“Better a patient person than a warrior, one with self-control than one who takes a city.”
– Proverbs 16:32
When people tell me that medication is a form of social control and that they don’t want to be “normal,” I want to remind them of this verse from Proverbs. It is not a modern thing that we need to be patient and not warriors. It is a prized virtue from even the most ancient of Christian wisdom. Proverbs contains folk wisdom that was passed down over centuries through the oral tradition, in other words when there was no writing, and then it was finally written down some time between 715-687 BCE. And even then, way back when, people knew that if we didn’t cultivate patience and care that we might have the recklessness and power to take down a city.
When I first was experiencing mental health symptoms serious enough that people in my professional setting started treating me differently I was at a loss. I had always been a difficult person, but only with people who had known me most. My first reaction to my change in relationships was a deep sense of betrayal. That people were against me and trying to sabotage my reputation. That they were trying to undermine me by implying that I was crazy. And that they were handling me with kid gloves to be condescending and not out of genuine concern.
In my 20’s, around the time this was happening to me, I was teaching sections on literature of fantasy and the supernatural with a professor who was invested in looking at literature through the lens of psychology. It was then that I saw in books the people that I always knew had been like me through the lens of psychology. And it was there that I realized that what was happening to me had a name and began to research my condition.

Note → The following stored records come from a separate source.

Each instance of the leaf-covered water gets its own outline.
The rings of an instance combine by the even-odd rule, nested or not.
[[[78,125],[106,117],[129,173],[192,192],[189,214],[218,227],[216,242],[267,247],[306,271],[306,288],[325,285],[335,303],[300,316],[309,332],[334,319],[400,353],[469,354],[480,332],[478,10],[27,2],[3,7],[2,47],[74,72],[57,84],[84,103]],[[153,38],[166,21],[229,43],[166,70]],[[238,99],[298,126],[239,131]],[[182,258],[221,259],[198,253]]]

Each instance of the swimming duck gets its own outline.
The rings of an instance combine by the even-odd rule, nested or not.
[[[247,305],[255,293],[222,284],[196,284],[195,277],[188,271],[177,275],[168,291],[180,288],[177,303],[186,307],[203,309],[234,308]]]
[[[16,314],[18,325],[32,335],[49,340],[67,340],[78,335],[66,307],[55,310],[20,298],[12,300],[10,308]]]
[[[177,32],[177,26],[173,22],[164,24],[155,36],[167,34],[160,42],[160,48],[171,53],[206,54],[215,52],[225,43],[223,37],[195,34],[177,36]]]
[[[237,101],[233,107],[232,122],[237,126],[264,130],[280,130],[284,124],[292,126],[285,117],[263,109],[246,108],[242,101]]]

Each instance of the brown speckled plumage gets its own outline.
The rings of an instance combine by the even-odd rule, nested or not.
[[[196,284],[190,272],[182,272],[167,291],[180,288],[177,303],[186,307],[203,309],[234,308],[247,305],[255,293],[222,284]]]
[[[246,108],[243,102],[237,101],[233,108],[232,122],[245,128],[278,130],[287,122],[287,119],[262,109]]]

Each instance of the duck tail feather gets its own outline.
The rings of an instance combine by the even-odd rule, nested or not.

Reading psychology papers about people with mental illness damaged my self-esteem and sense of self worth for a long time. I don’t recommend it and I touch on this experience and also what helped me recover from demeaning clinical descriptions of serious mental illness in a different post. If you or a loved one is struggling with mental illness read memoirs, not Wikipedia or articles for professionals helping people with mental illness.
It wasn’t until I read An Unquiet Mind by Kay Redfield Jamison, a psychiatrist, professor and researcher who writes about her life with bipolar disorder in her amazingly well-written memoir, that I realized that medicine was possible and essential for me, and that I could live a full life if I just surrendered myself to treatment, had hope, and – though I’m not sure if Jamison mentioned it – cultivated a spiritual lifestyle. Through Jamison I learned that people with mental illness were real people, with feelings, dreams, professions and a future.
“Better a patient person than a warrior, one with self-control than one who takes a city,” says Proverbs. Therapy is typically essential for changing how we respond to stressors and medicine without therapy is not usually successful in bringing about lasting change. And sometimes, if therapy works out, medication is no longer necessary. You cannot will or pray yourself out of serious mental illness. Some people make a full recovery. This is possible. But it is not always possible, and spirituality and theology make the medication and its undeniably negative side effects more endurable. It can even imbue them with meaning. I’m developing a meditation series that helps this transformation take hold.
Reward yourself with love and appreciation when you make good choices for yourself. Peer pressure can be strong to go out and stay out late or drink tons, and such things are to be avoided when we have any serious health issue.